In response to the COVID-19 pandemic, the Centers for Medicare and Medicaid Services issued rulemaking to require Medicare to pay the same rates for telehealth and in-person care for the duration of the public health emergency (PHE). Now that the end of the pandemic may be in sight, stakeholders are debating whether Medicare should continue offering payment parity for telehealth services post-pandemic. Since Medicare’s actions often inform what private payers do, stakeholders will be watching closely what the agency decides to do.
Against Payment Parity
A chief argument against payment parity is that it could lead to overutilization and higher spending. For patients with the right technology, accessing telehealth can be very convenient, leading health experts to suggest some patients may use telehealth more than necessary. Corollary to this, some experts are worried about telehealth’s potential to create more opportunities for waste, fraud, and abuse.
Additionally, opponents to payment parity contend that telehealth requires fewer resources and less clinical effort than in-person visits. For example, a 2017 study from Health Affairs found the average cost of a telehealth visit for an acute respiratory infection was $79 compared to $146 for in-person visits. Simple virtual check-ins may also require less decision-making, time, and other factors considered “clinical effort” when compared to in-person appointments.

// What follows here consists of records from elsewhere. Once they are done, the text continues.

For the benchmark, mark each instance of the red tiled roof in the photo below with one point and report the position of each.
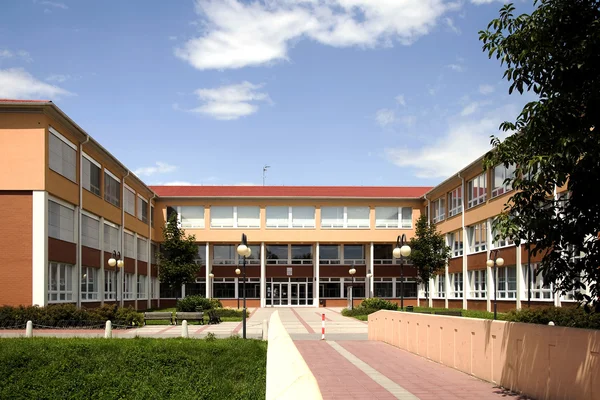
(378, 192)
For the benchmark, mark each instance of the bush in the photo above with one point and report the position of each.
(378, 304)
(191, 303)
(561, 316)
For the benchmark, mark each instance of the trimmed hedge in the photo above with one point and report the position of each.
(191, 303)
(68, 314)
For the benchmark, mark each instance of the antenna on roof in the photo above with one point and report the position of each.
(265, 172)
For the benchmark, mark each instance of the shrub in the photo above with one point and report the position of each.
(378, 304)
(561, 316)
(191, 303)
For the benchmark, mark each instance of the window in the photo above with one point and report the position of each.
(142, 250)
(112, 189)
(60, 282)
(277, 254)
(439, 209)
(302, 254)
(354, 254)
(383, 287)
(89, 283)
(141, 286)
(455, 202)
(128, 286)
(456, 243)
(478, 281)
(221, 217)
(303, 217)
(129, 201)
(278, 217)
(129, 245)
(501, 173)
(477, 190)
(61, 224)
(478, 237)
(111, 238)
(90, 232)
(345, 217)
(393, 217)
(507, 282)
(248, 217)
(91, 175)
(142, 210)
(62, 157)
(456, 283)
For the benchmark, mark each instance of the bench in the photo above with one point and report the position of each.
(158, 316)
(189, 316)
(450, 313)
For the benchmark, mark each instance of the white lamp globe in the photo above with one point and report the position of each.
(242, 248)
(405, 250)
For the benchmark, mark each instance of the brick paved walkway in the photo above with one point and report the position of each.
(392, 373)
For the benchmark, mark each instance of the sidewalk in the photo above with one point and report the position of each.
(376, 370)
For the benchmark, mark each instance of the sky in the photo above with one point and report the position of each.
(324, 92)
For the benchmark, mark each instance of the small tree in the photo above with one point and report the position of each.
(176, 265)
(429, 253)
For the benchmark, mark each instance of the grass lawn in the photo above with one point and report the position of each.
(78, 368)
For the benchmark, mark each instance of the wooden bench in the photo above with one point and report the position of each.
(450, 313)
(158, 316)
(189, 316)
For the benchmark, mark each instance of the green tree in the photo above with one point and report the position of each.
(553, 52)
(176, 265)
(429, 253)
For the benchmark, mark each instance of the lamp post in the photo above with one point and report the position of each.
(401, 251)
(244, 251)
(116, 260)
(352, 271)
(495, 262)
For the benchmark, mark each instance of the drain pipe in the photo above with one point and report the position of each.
(79, 224)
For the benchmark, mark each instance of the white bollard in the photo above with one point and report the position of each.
(265, 329)
(29, 329)
(108, 330)
(184, 331)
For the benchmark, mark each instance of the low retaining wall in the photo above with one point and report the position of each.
(544, 362)
(288, 376)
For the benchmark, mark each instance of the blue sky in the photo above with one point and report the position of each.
(326, 92)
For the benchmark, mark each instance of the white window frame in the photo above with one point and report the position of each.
(89, 275)
(505, 172)
(67, 168)
(439, 209)
(87, 176)
(481, 180)
(455, 202)
(391, 223)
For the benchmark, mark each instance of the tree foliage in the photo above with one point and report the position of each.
(176, 258)
(429, 253)
(553, 52)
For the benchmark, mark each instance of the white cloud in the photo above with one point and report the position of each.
(385, 117)
(230, 102)
(158, 168)
(464, 141)
(486, 89)
(239, 34)
(401, 100)
(16, 83)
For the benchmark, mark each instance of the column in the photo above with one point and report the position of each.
(263, 276)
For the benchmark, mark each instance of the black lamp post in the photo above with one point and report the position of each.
(116, 260)
(244, 251)
(495, 262)
(401, 251)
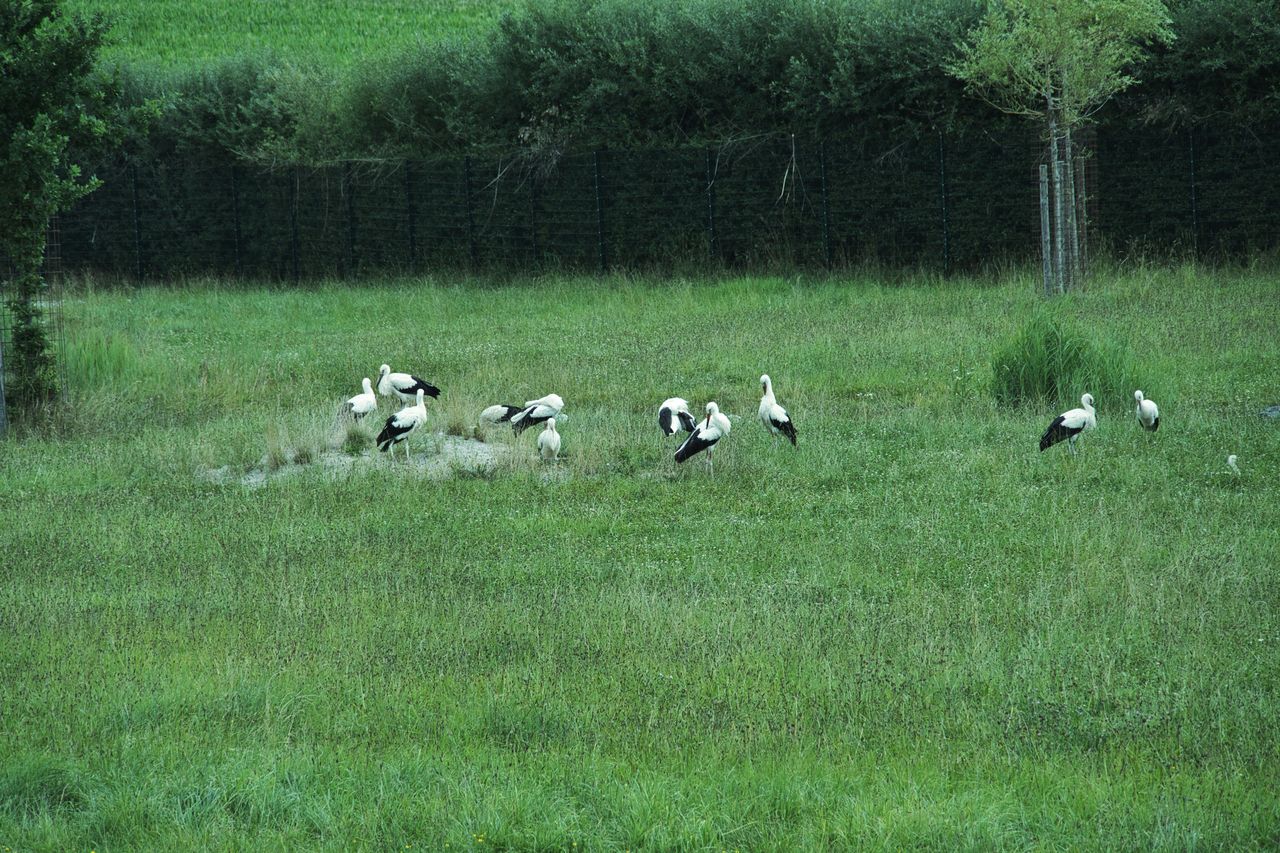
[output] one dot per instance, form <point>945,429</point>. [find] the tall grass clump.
<point>96,359</point>
<point>1052,361</point>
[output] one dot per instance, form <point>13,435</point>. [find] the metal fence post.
<point>410,217</point>
<point>466,203</point>
<point>137,222</point>
<point>348,191</point>
<point>236,226</point>
<point>1045,241</point>
<point>942,199</point>
<point>4,411</point>
<point>293,222</point>
<point>826,204</point>
<point>1191,155</point>
<point>599,214</point>
<point>533,214</point>
<point>711,206</point>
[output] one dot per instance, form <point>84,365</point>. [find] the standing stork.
<point>361,404</point>
<point>403,384</point>
<point>536,411</point>
<point>673,414</point>
<point>1148,415</point>
<point>705,437</point>
<point>548,442</point>
<point>401,424</point>
<point>775,416</point>
<point>1070,424</point>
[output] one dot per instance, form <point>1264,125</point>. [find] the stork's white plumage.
<point>362,404</point>
<point>673,415</point>
<point>536,411</point>
<point>1070,424</point>
<point>402,424</point>
<point>548,442</point>
<point>772,415</point>
<point>1148,414</point>
<point>705,436</point>
<point>403,384</point>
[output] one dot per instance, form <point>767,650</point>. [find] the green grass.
<point>329,32</point>
<point>913,630</point>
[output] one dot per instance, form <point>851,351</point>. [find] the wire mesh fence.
<point>940,201</point>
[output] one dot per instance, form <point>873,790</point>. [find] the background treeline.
<point>580,74</point>
<point>620,132</point>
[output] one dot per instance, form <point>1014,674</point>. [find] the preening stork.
<point>536,411</point>
<point>673,415</point>
<point>705,437</point>
<point>402,384</point>
<point>548,443</point>
<point>401,424</point>
<point>1070,424</point>
<point>772,415</point>
<point>1148,415</point>
<point>362,404</point>
<point>499,414</point>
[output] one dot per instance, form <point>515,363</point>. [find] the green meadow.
<point>168,33</point>
<point>913,630</point>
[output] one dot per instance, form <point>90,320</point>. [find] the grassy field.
<point>183,32</point>
<point>913,630</point>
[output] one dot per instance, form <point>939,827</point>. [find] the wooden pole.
<point>1073,226</point>
<point>1045,231</point>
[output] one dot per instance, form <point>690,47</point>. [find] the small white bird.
<point>401,424</point>
<point>1148,414</point>
<point>1070,424</point>
<point>536,411</point>
<point>362,404</point>
<point>705,437</point>
<point>548,442</point>
<point>775,416</point>
<point>402,384</point>
<point>673,415</point>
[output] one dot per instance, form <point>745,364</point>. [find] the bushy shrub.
<point>1051,363</point>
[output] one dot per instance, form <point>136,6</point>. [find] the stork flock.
<point>673,416</point>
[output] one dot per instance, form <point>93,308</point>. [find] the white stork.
<point>362,404</point>
<point>401,424</point>
<point>536,411</point>
<point>402,384</point>
<point>1148,415</point>
<point>775,416</point>
<point>1070,424</point>
<point>673,415</point>
<point>705,436</point>
<point>548,442</point>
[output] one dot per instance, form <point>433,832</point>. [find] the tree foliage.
<point>1059,59</point>
<point>48,104</point>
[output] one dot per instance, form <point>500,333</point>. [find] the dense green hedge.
<point>577,74</point>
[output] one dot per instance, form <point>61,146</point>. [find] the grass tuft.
<point>1052,361</point>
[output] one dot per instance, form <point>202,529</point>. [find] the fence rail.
<point>936,201</point>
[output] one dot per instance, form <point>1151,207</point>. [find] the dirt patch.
<point>439,457</point>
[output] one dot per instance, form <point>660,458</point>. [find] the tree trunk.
<point>1059,203</point>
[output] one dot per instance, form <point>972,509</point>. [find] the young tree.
<point>48,103</point>
<point>1059,62</point>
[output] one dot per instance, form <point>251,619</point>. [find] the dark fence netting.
<point>942,201</point>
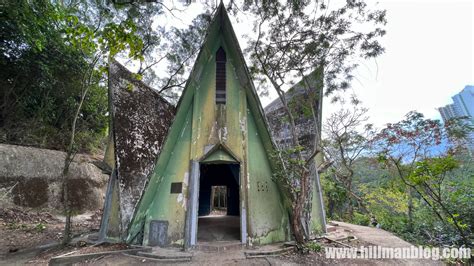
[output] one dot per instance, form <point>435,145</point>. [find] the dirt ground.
<point>23,229</point>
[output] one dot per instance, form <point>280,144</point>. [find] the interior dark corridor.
<point>224,178</point>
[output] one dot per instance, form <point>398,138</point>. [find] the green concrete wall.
<point>200,124</point>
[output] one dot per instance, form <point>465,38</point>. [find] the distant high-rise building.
<point>447,112</point>
<point>463,106</point>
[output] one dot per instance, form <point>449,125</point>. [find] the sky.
<point>429,58</point>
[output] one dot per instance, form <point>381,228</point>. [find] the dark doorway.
<point>219,208</point>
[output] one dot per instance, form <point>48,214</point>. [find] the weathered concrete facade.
<point>219,129</point>
<point>202,130</point>
<point>140,119</point>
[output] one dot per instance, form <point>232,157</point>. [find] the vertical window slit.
<point>220,76</point>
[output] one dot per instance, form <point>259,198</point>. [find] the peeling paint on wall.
<point>140,122</point>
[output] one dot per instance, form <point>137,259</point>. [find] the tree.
<point>412,147</point>
<point>298,39</point>
<point>348,136</point>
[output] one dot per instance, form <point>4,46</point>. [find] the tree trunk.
<point>410,210</point>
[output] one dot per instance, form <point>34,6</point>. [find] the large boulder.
<point>31,177</point>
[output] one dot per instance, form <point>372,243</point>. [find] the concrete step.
<point>158,260</point>
<point>166,257</point>
<point>268,253</point>
<point>219,246</point>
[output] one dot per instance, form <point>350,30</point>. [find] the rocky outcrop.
<point>34,178</point>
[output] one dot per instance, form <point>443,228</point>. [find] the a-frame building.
<point>219,137</point>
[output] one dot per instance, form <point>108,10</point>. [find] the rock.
<point>35,176</point>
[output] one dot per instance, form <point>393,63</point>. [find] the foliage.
<point>313,246</point>
<point>303,39</point>
<point>408,147</point>
<point>348,136</point>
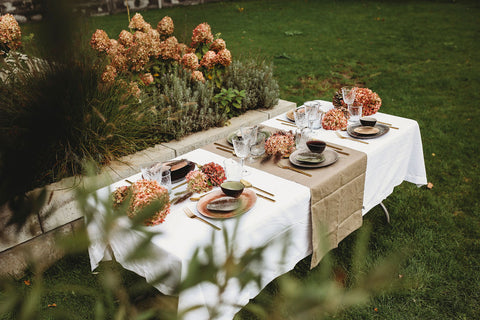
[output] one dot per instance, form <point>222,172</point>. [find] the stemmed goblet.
<point>242,150</point>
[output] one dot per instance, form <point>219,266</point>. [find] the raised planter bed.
<point>36,239</point>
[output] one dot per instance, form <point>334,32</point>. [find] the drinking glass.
<point>300,117</point>
<point>242,150</point>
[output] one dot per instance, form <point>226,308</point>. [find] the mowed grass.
<point>422,58</point>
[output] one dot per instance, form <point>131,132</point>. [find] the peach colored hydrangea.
<point>169,49</point>
<point>10,32</point>
<point>334,119</point>
<point>100,41</point>
<point>201,34</point>
<point>281,143</point>
<point>224,57</point>
<point>217,45</point>
<point>165,26</point>
<point>197,181</point>
<point>209,60</point>
<point>126,38</point>
<point>143,193</point>
<point>138,23</point>
<point>190,61</point>
<point>198,76</point>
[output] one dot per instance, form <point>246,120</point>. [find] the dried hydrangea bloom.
<point>201,34</point>
<point>100,41</point>
<point>144,192</point>
<point>198,76</point>
<point>197,181</point>
<point>334,119</point>
<point>126,38</point>
<point>138,23</point>
<point>217,45</point>
<point>370,100</point>
<point>109,74</point>
<point>165,26</point>
<point>214,172</point>
<point>169,49</point>
<point>280,143</point>
<point>133,89</point>
<point>190,61</point>
<point>10,32</point>
<point>224,57</point>
<point>147,78</point>
<point>209,60</point>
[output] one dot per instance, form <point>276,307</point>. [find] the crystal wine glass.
<point>242,150</point>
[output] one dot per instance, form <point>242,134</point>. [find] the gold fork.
<point>349,138</point>
<point>293,169</point>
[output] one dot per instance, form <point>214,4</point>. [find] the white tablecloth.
<point>267,224</point>
<point>391,159</point>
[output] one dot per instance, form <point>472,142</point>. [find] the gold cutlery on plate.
<point>349,138</point>
<point>293,169</point>
<point>191,215</point>
<point>249,185</point>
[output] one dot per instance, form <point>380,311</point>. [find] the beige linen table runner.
<point>336,195</point>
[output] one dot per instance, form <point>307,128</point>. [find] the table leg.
<point>387,215</point>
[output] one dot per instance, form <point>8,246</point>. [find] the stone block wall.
<point>36,240</point>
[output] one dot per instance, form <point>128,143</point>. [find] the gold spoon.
<point>249,185</point>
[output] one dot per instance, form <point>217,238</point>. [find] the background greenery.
<point>422,58</point>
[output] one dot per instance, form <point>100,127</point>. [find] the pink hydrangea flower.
<point>197,181</point>
<point>100,41</point>
<point>334,119</point>
<point>224,57</point>
<point>209,60</point>
<point>147,78</point>
<point>190,61</point>
<point>169,49</point>
<point>126,38</point>
<point>165,26</point>
<point>201,34</point>
<point>198,76</point>
<point>138,23</point>
<point>217,45</point>
<point>10,32</point>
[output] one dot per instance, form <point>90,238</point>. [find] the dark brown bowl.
<point>232,188</point>
<point>368,121</point>
<point>316,146</point>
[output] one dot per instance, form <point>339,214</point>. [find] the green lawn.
<point>422,58</point>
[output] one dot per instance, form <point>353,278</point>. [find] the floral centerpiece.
<point>280,143</point>
<point>370,101</point>
<point>334,119</point>
<point>141,194</point>
<point>10,34</point>
<point>145,51</point>
<point>210,175</point>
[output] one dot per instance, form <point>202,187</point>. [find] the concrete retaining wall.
<point>36,239</point>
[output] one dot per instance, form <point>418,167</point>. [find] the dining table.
<point>310,214</point>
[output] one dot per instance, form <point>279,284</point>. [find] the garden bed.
<point>36,239</point>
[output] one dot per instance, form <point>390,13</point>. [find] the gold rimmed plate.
<point>358,131</point>
<point>231,135</point>
<point>330,158</point>
<point>247,199</point>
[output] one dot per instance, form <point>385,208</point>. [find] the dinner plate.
<point>382,129</point>
<point>330,158</point>
<point>231,135</point>
<point>248,199</point>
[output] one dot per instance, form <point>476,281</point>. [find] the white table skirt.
<point>287,221</point>
<point>391,159</point>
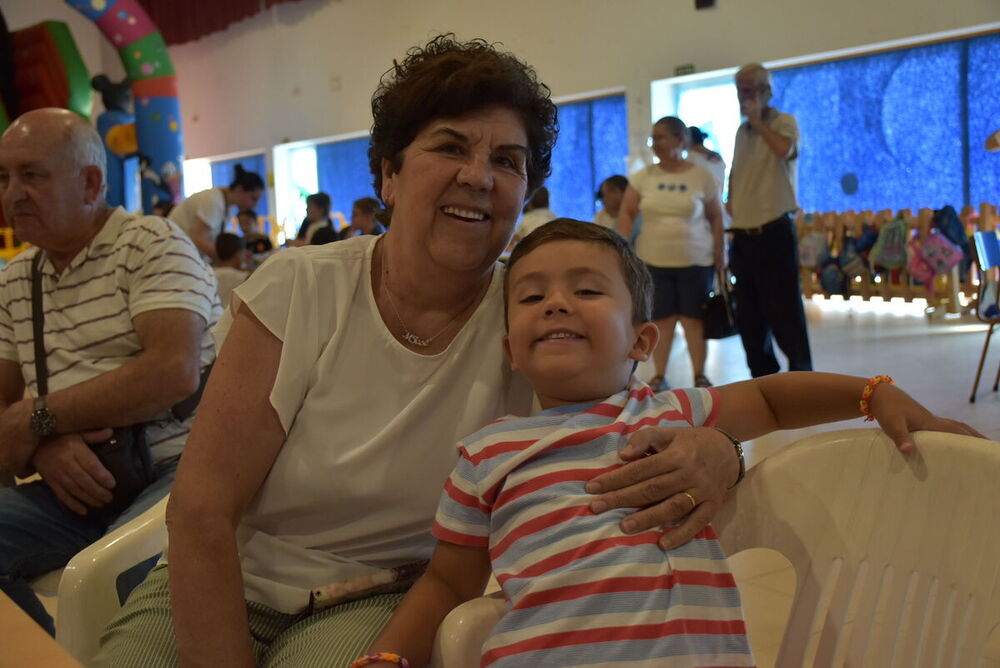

Furthermore, some worry payment parity in telehealth may propagate low-value care. For certain conditions, telehealth may prove limiting for providers, and there is no substitute for the type of evaluation physicians can provide through in-person visits. Parity opponents argue that higher reimbursement rates tied to in-person visits will ensure patients can more regularly receive a full evaluation, thus preventing the likelihood symptoms missed during telehealth visits progress to become more expensive chronic conditions down the road.
For Payment Parity
Those in favor of continuing payment parity post PHE say there is no evidence that telehealth has resulted in overutilization. Most instances of telehealth usage, parity proponents say, has been to substitute in-person to visits as a result of the COVID-19 pandemic. According to data from electronic health record company Epic, the number of telehealth visits declined rapidly by summer 2020 following an initial increase in April 2020. This data suggests that patients are so far not opting for more telehealth visits over in-person visits out of ease or convenience. Additionally, some physicians argue some diagnoses can require as much clinical effort as in-person visits. According to a 2020 study from the University of Michigan, surgeons reported spending more time on telehealth than in-person visits.
Proponents of payment parity also say telehealth services utilize far more resources than patients realize. While telehealth may not seem to require the same “brick and mortar costs” as in-person visits, providers assert that telehealth requires an investment in technology, both to set-up virtual visits and keep up with changes in technology. For certain medical conditions, digital monitoring and home-based care products may require additional resources. Providers also say that some diagnoses can involve just as must clinical effort as do in-person appointments.
Moreover, parity supporters contend that clinical guidelines about when telehealth and in-person care is appropriate can prevent low-value care. For instance, the American College of Obstetricians and Gynecologists has issued guidance on when patients should require a physical examination.
What Happens Next?
CMS can continue to pay the same rates or the agency could propose a differential payment rate. Either way, the decision would be subject to the rulemaking with notice and comment. For the part of Congress, the legislative branch hasn’t weighed in. While legislators have introduced a slew of bills to permanently expand telehealth coverage and abolish pre-pandemic restrictions on telehealth, none address how telehealth should be paid for. A lone exception is H.R. 8308, the Telehealth Coverage and Payment Parity Act. Introduced by Rep. Dean Phillips (D-MN) in September 2020, the legislation would require commercial insurers to pay the same level for the same level for telehealth services as it would for in-person services. However, this legislation does not affect Medicare, and as of this writing, the bill has yet to be reintroduced in the 118th Congress.
In their January 2021 public meeting, the members of the Medicare Payment Advisory Commission (MedPAC) suggested that Medicare continue telehealth payment parity for 1-2 years following the end of the PHE as a “pilot program” to evaluate how to telehealth services should be reimbursed permanently. However, MedPAC’s comments have yet to be taken up in any legislative proposal.